Auch einzelne verschreibungspflichtige Medikamente können von der Erstattung ausgeschlossen sein, wenn sie nach den Regeln der gesetzlichen Krankenkasse nicht wirtschaftlich oder nicht für die verordnete Anwendung zugelassen sind. Dann bleibt die Versorgung zwar möglich, aber die Kosten tragen Versicherte selbst.
Bei rezeptfreien Präparaten lohnt ein Blick auf mögliche Risiken. Der Beitrag OTC Wechselwirkungen im Blick: Tipps zur Vermeidung von Risiken erklärt, warum OTC-Arzneimittel nicht automatisch harmlos sind. Für pflanzliche Präparate bietet auch Die unerwarteten Wechselwirkungen pflanzlicher Medikamente im Alltag wichtige Hinweise.
Wie hoch ist die Zuzahlung bei kassenärztlich verordneten Medikamenten?
Bei vielen kassenärztlich verordneten Medikamenten zahlen Versicherte eine gesetzliche Zuzahlung. Die gesetzliche Krankenkasse übernimmt den Rest bis zum Erstattungs- oder Festbetrag. Die genaue Höhe hängt vom Arzneimittel und vom Apothekenpreis ab.
Die Zuzahlung ist ein Eigenanteil der versicherten Person. Sie kommt zusätzlich zu möglichen Mehrkosten über dem Festbetrag vor. Wer eine Zuzahlungsbefreiung erreicht hat, zahlt unter den gesetzlichen Voraussetzungen weniger oder nichts. Die Apotheke berechnet die Zuzahlung beim Abgeben des Arzneimittels.

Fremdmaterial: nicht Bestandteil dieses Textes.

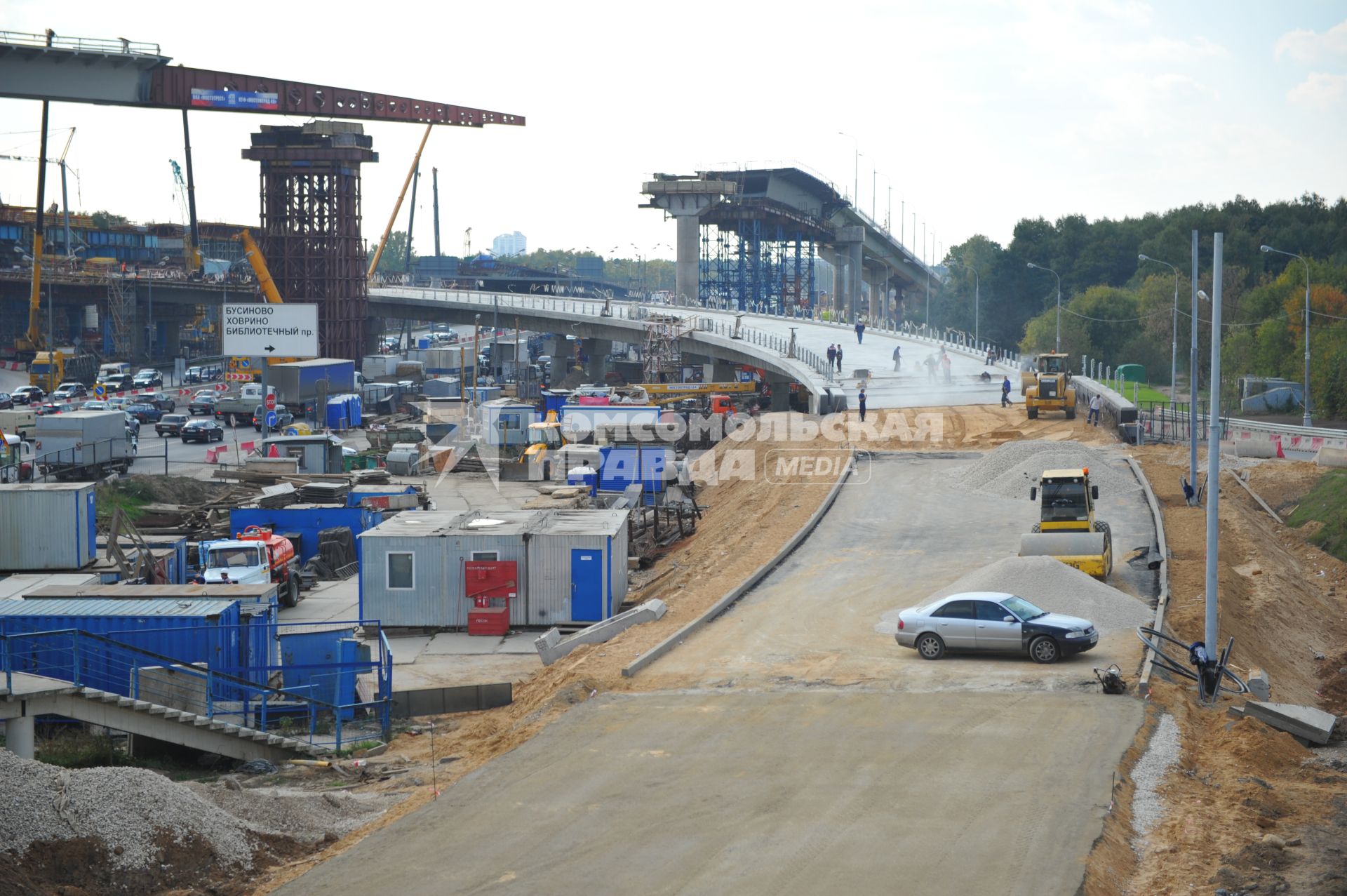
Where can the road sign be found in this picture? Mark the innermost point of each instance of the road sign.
(262, 330)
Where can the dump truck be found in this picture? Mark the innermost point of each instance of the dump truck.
(1048, 386)
(1067, 528)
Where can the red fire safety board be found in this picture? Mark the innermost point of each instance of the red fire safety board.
(489, 587)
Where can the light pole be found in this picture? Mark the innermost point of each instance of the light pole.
(856, 166)
(1268, 248)
(1174, 342)
(977, 300)
(1059, 300)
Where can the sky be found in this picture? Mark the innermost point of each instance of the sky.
(976, 114)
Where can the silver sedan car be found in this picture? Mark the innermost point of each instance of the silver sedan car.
(993, 622)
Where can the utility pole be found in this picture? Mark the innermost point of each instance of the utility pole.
(411, 221)
(1193, 376)
(1214, 449)
(434, 186)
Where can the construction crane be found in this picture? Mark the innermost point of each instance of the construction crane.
(190, 253)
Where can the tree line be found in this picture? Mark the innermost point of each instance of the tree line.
(1120, 309)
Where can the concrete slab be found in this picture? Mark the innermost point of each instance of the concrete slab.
(768, 793)
(461, 643)
(1307, 723)
(518, 644)
(407, 648)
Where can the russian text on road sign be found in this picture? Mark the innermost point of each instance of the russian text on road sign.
(269, 330)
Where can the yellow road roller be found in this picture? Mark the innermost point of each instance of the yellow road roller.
(1067, 528)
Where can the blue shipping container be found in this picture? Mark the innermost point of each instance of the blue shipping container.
(304, 523)
(196, 631)
(620, 468)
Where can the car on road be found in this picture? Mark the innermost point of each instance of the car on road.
(202, 432)
(993, 622)
(203, 403)
(161, 401)
(145, 413)
(171, 424)
(118, 383)
(283, 417)
(67, 391)
(29, 395)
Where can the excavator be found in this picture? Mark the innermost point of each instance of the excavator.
(1048, 386)
(1068, 530)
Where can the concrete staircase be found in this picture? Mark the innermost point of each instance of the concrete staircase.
(152, 720)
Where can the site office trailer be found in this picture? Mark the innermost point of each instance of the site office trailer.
(570, 566)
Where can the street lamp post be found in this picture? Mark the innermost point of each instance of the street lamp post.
(977, 300)
(1174, 342)
(856, 166)
(1268, 248)
(1059, 300)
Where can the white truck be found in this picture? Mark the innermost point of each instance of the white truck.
(83, 445)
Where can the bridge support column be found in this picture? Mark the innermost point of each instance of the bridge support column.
(19, 736)
(597, 351)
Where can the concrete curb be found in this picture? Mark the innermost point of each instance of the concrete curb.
(746, 585)
(1158, 516)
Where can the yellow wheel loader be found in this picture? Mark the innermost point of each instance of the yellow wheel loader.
(1068, 530)
(1048, 387)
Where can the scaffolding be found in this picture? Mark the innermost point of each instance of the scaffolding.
(758, 267)
(663, 351)
(121, 316)
(310, 224)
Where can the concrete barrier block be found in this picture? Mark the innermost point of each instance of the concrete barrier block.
(1306, 723)
(551, 650)
(1331, 457)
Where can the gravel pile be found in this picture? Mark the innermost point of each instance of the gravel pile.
(1010, 469)
(1146, 805)
(126, 808)
(1054, 587)
(295, 813)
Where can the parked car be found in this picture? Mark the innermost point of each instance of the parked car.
(145, 413)
(993, 622)
(67, 391)
(283, 417)
(202, 403)
(29, 395)
(171, 424)
(118, 383)
(161, 401)
(202, 432)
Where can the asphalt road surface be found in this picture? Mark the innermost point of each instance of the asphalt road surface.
(768, 793)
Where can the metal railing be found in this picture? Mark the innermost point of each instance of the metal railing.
(215, 690)
(81, 45)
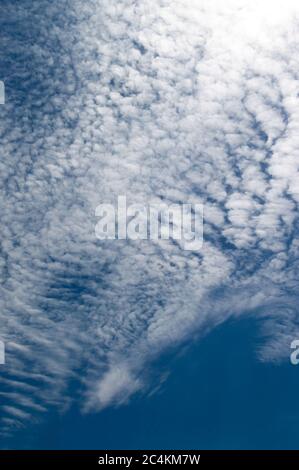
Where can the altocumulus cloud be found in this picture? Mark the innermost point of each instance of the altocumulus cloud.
(180, 101)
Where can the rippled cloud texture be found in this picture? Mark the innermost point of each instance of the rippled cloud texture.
(181, 101)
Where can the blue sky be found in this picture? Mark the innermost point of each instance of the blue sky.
(218, 396)
(179, 101)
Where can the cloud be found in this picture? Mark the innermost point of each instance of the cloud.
(181, 101)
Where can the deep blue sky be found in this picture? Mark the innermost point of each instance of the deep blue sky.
(218, 396)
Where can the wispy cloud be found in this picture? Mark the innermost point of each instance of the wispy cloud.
(182, 100)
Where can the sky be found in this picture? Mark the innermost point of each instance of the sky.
(178, 101)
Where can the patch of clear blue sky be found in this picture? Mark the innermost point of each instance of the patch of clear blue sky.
(218, 396)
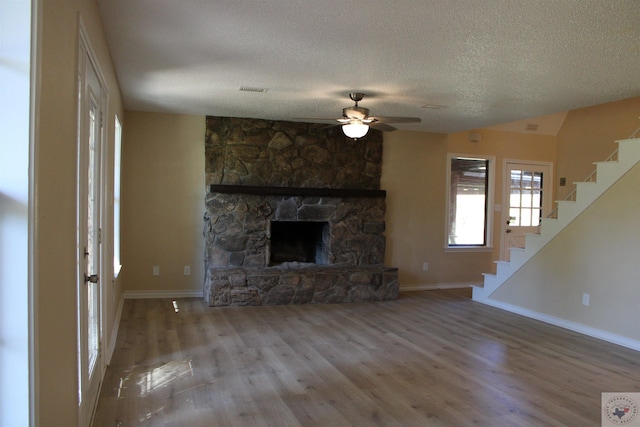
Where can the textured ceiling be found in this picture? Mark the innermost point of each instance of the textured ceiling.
(487, 61)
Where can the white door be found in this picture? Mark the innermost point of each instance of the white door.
(90, 107)
(528, 198)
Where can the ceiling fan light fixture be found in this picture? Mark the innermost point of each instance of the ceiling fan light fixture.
(355, 130)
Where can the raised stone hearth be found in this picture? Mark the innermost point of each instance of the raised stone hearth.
(266, 176)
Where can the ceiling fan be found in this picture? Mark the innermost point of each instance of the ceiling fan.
(356, 121)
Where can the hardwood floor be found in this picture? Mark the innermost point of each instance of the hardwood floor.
(428, 359)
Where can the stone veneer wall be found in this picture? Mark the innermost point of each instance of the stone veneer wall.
(262, 153)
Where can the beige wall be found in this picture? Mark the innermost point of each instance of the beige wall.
(588, 136)
(414, 175)
(597, 254)
(163, 202)
(54, 252)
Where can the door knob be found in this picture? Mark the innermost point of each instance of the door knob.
(93, 278)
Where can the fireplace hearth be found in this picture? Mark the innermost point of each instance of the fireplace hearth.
(293, 216)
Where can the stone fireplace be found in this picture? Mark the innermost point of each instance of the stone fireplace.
(294, 215)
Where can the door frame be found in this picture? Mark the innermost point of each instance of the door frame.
(547, 198)
(87, 58)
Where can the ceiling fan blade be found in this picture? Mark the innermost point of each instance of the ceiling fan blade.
(391, 119)
(382, 126)
(315, 119)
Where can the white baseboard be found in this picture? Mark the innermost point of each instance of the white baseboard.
(455, 285)
(162, 294)
(566, 324)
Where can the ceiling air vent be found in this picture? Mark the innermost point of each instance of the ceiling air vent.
(433, 106)
(253, 89)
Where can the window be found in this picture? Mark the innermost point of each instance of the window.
(469, 201)
(116, 197)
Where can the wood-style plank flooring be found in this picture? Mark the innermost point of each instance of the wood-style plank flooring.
(428, 359)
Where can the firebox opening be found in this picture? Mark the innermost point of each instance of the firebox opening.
(299, 241)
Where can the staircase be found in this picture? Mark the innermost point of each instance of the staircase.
(605, 175)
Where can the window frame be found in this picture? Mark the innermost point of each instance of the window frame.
(117, 197)
(489, 204)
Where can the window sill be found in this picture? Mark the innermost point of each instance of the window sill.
(468, 249)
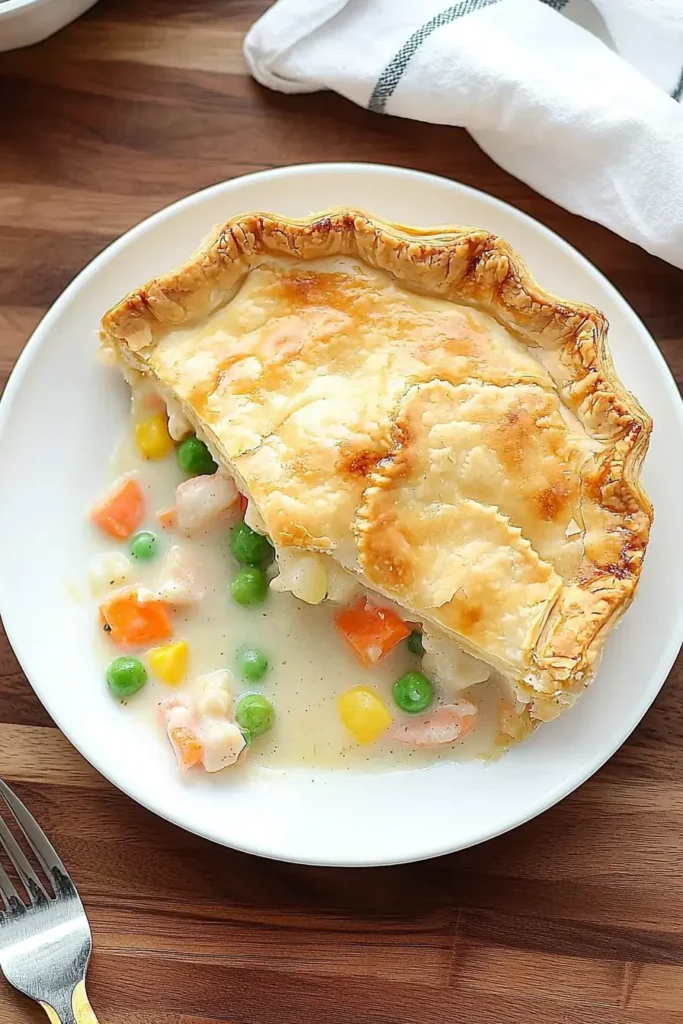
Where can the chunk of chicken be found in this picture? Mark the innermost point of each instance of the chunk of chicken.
(449, 665)
(443, 725)
(204, 502)
(303, 573)
(223, 742)
(179, 579)
(214, 694)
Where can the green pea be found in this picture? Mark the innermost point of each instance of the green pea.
(143, 546)
(195, 458)
(126, 676)
(413, 692)
(253, 665)
(250, 586)
(249, 547)
(414, 643)
(254, 715)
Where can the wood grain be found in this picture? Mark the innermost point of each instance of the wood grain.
(575, 918)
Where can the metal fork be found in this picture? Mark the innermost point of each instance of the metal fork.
(45, 939)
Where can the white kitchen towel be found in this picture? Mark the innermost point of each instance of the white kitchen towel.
(579, 98)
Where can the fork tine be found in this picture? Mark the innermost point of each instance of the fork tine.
(35, 836)
(22, 866)
(7, 890)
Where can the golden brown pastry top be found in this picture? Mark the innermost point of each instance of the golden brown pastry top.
(415, 404)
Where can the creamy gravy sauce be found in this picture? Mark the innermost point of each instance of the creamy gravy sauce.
(310, 663)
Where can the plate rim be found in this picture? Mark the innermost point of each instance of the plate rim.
(32, 348)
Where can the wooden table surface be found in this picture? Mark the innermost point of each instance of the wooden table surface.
(578, 916)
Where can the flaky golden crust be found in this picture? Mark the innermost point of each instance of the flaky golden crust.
(472, 267)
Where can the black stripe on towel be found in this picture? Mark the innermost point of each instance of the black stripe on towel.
(678, 91)
(393, 72)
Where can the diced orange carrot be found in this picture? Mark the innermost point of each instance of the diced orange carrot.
(167, 518)
(122, 511)
(187, 748)
(131, 623)
(372, 631)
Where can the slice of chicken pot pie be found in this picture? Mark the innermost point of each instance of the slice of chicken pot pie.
(408, 407)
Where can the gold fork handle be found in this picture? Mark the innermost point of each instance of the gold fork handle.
(81, 1011)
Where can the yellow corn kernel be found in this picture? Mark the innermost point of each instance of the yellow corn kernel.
(153, 438)
(364, 714)
(169, 662)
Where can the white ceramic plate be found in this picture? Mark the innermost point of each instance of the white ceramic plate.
(59, 419)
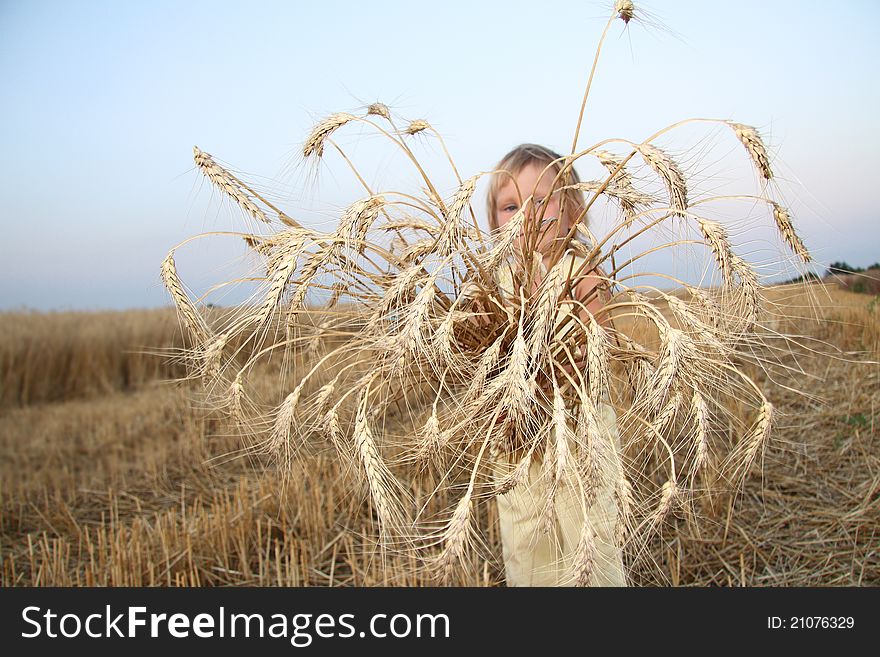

| Situation | Folge für die Kosten |
|---|---|
| Verschreibungspflichtiges Medikament mit Kassenleistung | Gesetzliche Krankenkasse zahlt, Versicherte leisten meist Zuzahlung |
| Arzneimittel mit Festbetrag | Gesetzliche Krankenkasse zahlt bis zum Festbetrag, Mehrkosten bleiben bei Versicherten |
| OTC-Arzneimittel ohne Ausnahme | Keine Erstattung durch die gesetzliche Krankenkasse, volle Kosten bei Versicherten |
Wie können Sie bei Medikamenten mit Kassenleistung sparen?
Sie sparen am sichersten, wenn Sie auf erstattungsfähige Arzneimittel, den Festbetrag und eine passende Verordnung achten. Apotheke und Arztpraxis können oft gleichwertige Optionen prüfen. So vermeiden Sie unnötige Mehrkosten bei der Kassenleistung.
Fragen Sie nach Wirkstoff-Alternativen innerhalb der Erstattungsregeln. Prüfen Sie, ob ein Arzneimittel im Festbetrag liegt. Achten Sie auf die Zuzahlung und auf mögliche Mehrkosten. Wenn ein Präparat nicht erstattungsfähig ist, vergleichen Sie den Preis in der Apotheke, bevor Sie kaufen.
Bei mehreren Präparaten lohnt auch die fachliche Beratung. Eine Apotheke kann klären, ob ein verschreibungspflichtiges Medikament, ein anderes erstattungsfähiges Arzneimittel oder ein OTC-Arzneimittel wirtschaftlicher ist. So bleiben medizinische Notwendigkeit, Kassenleistung und Eigenanteil im Gleichgewicht.